Vivre en communauté sur l’ensemble du territoire : Bilan des Rendez-vous de la Francophonie

Fin mars, le rideau est tombé sur le mois des Rendez-vous de la Francophonie (RVF). Francopresse revient sur le bilan de l’événement avec Guy Matte, directeur général de la Fondation canadienne pour le dialogue des cultures.

Fin mars, le rideau est tombé sur le mois des Rendez-vous de la Francophonie (RVF). L’événement chapeauté par la Fondation canadienne pour le dialogue des cultures a présenté une panoplie d’activités afin de promouvoir la langue française. Francopresse revient sur le bilan de l’événement avec Guy Matte, directeur général de la Fondation.

 

Charles-Antoine Côté (Francopresse)

 

Fin mars, le rideau est tombé sur le mois des Rendez-vous de la Francophonie (RVF). Francopresse revient sur le bilan de l’événement avec Guy Matte, directeur général de la Fondation.
Francopresse_0416 Guy Matte, directeur général de la Fondation canadienne pour le dialogue des cultures

Francopresse : En cette fin d’édition 2019 des Rendez-vous, avez-vous atteint les résultats escomptés ?

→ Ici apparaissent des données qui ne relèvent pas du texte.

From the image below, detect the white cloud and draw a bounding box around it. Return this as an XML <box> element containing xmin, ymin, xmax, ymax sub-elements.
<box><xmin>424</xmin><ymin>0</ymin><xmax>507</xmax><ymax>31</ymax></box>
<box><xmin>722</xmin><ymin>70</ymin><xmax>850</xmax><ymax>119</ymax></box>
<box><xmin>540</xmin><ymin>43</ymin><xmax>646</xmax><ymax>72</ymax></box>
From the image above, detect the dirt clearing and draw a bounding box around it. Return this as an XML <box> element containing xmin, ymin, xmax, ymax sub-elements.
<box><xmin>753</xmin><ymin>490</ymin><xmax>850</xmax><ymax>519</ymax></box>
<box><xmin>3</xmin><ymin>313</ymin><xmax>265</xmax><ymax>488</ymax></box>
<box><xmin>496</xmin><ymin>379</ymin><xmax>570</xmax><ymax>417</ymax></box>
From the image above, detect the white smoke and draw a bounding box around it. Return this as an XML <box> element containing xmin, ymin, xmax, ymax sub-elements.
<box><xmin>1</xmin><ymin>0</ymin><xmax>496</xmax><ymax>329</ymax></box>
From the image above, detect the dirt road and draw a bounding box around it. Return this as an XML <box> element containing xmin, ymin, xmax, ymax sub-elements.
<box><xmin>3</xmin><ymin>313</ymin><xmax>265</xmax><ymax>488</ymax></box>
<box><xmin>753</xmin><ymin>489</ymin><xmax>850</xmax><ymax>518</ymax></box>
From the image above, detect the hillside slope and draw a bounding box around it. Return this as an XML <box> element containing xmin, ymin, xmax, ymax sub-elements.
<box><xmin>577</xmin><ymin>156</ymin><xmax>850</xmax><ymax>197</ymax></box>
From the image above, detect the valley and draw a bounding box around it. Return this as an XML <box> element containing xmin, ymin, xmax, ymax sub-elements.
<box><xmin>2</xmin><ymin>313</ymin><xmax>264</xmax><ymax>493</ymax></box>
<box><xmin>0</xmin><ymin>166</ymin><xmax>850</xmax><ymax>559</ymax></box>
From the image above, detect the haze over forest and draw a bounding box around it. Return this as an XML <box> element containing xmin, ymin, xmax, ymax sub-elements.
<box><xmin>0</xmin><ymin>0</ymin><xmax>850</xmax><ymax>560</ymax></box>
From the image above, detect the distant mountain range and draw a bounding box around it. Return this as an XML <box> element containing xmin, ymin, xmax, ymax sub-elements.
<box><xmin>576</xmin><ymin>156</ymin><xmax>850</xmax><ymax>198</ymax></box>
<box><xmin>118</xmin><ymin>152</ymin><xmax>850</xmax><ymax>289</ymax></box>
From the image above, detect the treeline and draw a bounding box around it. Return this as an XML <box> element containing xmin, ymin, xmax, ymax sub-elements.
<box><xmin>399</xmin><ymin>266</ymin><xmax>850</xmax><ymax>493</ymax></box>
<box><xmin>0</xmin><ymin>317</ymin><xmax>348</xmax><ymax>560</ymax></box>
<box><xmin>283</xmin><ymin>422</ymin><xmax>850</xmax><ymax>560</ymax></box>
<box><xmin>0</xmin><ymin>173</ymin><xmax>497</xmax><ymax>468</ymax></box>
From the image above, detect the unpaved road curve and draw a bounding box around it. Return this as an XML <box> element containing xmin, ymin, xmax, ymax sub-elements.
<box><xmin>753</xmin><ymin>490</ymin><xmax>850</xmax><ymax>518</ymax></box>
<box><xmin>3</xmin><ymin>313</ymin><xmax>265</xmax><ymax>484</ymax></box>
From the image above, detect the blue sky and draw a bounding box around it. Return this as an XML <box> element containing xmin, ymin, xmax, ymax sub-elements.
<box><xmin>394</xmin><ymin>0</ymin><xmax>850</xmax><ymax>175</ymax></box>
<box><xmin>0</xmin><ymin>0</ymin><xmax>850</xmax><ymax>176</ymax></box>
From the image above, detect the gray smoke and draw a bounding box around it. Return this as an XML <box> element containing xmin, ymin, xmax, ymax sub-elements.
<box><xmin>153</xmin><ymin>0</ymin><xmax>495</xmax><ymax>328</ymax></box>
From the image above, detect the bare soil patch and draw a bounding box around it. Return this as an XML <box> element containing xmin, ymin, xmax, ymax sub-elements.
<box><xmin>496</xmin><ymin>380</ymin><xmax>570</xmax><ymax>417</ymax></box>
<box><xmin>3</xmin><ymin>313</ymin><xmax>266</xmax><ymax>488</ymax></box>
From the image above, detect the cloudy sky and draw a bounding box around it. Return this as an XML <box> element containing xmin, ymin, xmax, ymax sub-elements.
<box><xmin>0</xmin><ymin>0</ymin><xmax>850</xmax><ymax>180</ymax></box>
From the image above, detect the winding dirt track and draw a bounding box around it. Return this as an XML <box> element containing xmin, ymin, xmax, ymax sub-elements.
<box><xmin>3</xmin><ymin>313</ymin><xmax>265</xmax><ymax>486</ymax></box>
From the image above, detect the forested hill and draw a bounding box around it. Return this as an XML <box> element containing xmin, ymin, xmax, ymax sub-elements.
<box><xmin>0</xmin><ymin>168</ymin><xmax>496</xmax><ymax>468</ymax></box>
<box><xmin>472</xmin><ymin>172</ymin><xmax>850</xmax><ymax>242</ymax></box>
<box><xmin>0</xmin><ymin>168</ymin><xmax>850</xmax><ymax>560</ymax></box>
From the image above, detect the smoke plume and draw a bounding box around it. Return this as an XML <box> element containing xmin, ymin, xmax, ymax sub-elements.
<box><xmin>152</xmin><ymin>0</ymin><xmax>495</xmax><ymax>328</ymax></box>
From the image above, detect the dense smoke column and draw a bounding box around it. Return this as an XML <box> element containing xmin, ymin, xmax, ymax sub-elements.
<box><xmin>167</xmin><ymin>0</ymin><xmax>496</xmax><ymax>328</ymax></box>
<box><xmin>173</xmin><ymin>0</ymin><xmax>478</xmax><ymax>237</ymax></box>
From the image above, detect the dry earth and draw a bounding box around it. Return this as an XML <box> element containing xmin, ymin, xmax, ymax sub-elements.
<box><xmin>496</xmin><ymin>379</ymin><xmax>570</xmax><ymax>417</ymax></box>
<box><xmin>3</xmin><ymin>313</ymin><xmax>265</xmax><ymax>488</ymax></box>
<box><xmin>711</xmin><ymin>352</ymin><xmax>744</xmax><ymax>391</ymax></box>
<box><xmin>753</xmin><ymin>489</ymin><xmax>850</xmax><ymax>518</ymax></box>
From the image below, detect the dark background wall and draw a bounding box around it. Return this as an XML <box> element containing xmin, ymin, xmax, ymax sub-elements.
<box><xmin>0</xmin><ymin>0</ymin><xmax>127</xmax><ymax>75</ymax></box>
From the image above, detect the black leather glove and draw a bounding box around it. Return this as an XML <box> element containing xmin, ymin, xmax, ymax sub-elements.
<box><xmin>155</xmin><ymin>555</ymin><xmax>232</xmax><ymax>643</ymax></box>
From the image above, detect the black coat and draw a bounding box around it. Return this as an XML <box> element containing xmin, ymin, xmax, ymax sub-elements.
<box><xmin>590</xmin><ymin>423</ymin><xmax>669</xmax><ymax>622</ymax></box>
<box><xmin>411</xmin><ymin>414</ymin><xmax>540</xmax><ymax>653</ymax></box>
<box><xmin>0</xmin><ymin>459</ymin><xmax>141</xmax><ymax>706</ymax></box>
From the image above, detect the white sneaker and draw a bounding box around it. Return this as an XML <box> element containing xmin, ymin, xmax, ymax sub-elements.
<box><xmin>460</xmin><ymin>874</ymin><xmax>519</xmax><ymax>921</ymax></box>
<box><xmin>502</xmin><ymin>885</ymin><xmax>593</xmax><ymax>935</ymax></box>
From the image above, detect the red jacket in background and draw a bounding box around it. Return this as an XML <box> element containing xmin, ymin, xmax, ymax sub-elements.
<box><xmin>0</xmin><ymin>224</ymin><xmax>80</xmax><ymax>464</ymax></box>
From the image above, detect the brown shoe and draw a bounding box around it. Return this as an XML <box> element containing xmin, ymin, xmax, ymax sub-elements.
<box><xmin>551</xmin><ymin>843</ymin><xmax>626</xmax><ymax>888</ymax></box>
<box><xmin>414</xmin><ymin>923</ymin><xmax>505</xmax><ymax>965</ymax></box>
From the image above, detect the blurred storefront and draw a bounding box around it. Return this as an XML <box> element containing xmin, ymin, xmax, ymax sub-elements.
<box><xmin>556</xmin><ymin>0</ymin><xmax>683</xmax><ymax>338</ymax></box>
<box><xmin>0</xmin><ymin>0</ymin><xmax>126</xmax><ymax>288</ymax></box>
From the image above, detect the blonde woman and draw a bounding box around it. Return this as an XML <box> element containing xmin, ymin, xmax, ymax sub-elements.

Guy Matte : Nous demeurons quand même modestes, on ne peut pas être les seuls à faire un changement social et assurer la permanence des communautés de langues officielles en faisant les Rendez-vous de la Francophonie. Ce qu’on souhaite faire, c’est que chaque mois de mars, on veut mettre l’attention particulière des Canadiens et des Canadiennes sur la présence des deux grandes communautés linguistiques partout sur le territoire. On le fait de différentes façons, soit à travers nos concours, nos spectacles et nos activités qu’on offre dans diverses régions et quand on a quelques centaines de milliers de personnes qui sont sensibilisées à cette réalité-là. Chaque année, on croit que ça apporte notre pierre à l’unification du pays.

 

F. : Cette année marque le 50e anniversaire de la Loi sur les langues officielles. Comment les RVF ont-ils souligné cet anniversaire ?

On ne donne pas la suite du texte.